Sulfation of sialyl lactosamine oligosaccharides by chondroitin 6-sulfotransferase.

We have previously shown that chondroitin 6-sulfotransferase (C6ST) catalyzes transfer of sulfate not only to position 6 of GalNAc residue of chondroitin but also to position 6 of Gal residue of keratan sulfate. In this study, we examined the sulfation of sialyl lactosamine oligosaccharides by C6ST. C6ST catalyzed transfer of sulfate to NeuAc alpha 2-3Gal beta 1-4GlcNAc (SLN), NeuAc alpha 2-3Gal beta 1-4GlcNAc beta 1-3Gal beta 1-4GlcNAc (SL1L1), NeuAc alpha 2-3Gal beta 1-4(6-sulfo)GlcNAc beta 1-3(6-sulfo)Gal beta 1-4(6-sulfo)GlcNAc (SL2L4), and their desialylated derivatives, but not to NeuAc alpha 2-3Gal beta 1-4(Fuc alpha 1-3)GlcNAc (SLe(x)). The sulfated product formed from SLN was degraded with neuraminidase and reduced with NaBH4. The resulting sulfated disaccharide alditol showed the same retention time in SAX-HPLC as that of [3H]Gal(6SO4) beta 1-4GlcNAc-ol. The sulfated product formed from SLN was also degraded by a reaction sequence of neuraminidase digestion, hydrazinolysis, deamination, and NaBH4 reduction. The final product was coeluted with [3H]Gal(6SO4) beta 1-4anhydromannitol in SAX-HPLC. These observations show that C6ST could transfer sulfate to position 6 of Gal residue of SLN. Incorporation of sulfate into SL2L4 was much higher than the incorporation into SL1L1, suggesting that sulfate moiety attached to adjacent GlcNAc residue may stimulate the transfer of sulfate to Gal residue.

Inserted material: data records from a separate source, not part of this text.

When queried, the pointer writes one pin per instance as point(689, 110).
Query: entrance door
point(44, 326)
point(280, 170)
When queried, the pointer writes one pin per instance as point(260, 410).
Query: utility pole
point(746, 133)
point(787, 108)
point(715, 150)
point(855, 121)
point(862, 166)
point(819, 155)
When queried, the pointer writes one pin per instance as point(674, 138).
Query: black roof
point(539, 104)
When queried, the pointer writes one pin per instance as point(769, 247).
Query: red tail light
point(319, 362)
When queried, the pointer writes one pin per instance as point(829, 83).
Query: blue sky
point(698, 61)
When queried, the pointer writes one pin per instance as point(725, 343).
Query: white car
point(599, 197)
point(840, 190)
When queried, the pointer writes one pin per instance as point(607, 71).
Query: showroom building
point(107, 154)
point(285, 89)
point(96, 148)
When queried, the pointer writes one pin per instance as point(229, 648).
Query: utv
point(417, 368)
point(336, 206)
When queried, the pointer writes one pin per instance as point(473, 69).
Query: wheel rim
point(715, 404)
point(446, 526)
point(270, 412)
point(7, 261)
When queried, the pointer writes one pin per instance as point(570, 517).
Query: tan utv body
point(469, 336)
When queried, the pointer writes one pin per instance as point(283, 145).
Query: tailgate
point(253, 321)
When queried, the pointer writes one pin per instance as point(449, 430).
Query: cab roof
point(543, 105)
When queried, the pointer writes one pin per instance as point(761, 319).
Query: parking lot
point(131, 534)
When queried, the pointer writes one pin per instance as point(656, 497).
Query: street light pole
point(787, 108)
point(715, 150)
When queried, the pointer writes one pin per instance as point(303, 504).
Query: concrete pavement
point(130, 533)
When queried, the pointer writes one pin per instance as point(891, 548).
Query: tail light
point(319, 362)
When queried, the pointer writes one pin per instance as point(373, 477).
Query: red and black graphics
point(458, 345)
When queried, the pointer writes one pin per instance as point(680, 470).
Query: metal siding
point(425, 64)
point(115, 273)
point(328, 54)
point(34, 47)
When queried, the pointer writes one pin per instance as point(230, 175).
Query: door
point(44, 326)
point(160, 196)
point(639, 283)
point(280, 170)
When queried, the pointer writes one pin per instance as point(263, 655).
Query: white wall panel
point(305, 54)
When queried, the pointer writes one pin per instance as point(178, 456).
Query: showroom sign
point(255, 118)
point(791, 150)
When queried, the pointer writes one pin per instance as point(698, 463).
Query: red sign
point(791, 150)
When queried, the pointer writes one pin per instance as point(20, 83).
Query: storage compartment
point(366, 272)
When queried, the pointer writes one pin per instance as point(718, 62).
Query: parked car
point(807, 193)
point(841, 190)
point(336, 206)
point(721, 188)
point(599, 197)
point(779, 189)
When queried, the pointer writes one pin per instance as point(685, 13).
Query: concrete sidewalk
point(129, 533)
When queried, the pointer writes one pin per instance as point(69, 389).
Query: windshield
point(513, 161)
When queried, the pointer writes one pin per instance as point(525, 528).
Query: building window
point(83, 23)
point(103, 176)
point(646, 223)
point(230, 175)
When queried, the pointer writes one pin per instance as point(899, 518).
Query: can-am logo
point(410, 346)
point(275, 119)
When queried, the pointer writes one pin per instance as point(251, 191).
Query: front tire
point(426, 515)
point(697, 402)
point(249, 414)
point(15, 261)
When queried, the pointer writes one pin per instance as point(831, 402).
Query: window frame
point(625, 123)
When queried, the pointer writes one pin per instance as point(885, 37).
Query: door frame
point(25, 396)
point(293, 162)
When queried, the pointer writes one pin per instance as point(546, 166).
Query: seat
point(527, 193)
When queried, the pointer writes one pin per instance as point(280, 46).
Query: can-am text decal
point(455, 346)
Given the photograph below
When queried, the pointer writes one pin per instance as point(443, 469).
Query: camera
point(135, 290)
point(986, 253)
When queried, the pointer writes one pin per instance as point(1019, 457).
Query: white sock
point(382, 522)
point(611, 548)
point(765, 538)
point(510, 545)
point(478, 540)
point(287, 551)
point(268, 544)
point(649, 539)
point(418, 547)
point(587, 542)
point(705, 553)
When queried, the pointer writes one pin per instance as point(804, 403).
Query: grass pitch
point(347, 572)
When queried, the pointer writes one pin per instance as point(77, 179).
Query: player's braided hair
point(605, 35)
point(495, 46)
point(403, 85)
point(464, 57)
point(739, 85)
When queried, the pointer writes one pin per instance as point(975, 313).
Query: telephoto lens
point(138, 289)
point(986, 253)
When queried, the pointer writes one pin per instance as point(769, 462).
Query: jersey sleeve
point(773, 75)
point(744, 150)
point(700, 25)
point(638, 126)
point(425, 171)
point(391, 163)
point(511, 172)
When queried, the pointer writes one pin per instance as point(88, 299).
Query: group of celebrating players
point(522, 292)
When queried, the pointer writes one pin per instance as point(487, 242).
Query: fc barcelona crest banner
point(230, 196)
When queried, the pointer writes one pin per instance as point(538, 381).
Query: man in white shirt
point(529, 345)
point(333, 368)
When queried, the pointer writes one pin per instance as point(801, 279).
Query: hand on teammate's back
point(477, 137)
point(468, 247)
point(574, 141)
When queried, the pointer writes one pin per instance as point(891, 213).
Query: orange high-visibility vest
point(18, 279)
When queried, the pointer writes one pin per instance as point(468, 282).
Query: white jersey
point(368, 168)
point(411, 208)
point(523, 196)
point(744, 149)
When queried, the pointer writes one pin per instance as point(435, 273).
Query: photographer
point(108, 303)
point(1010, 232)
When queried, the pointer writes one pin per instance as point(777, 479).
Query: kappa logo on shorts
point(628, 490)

The recombinant C6ST also catalyzed sulfation of the sialyl lactosamine oligosaccharides, indicating that a single protein catalyzes sulfation of chondroitin, keratan sulfate, and sialyl lactosamine oligosaccharides. These results raised a possibility that C6ST may be one of the candidates involved in the biosynthesis of sulfated sialyl Lewis x ligand for L-selectin.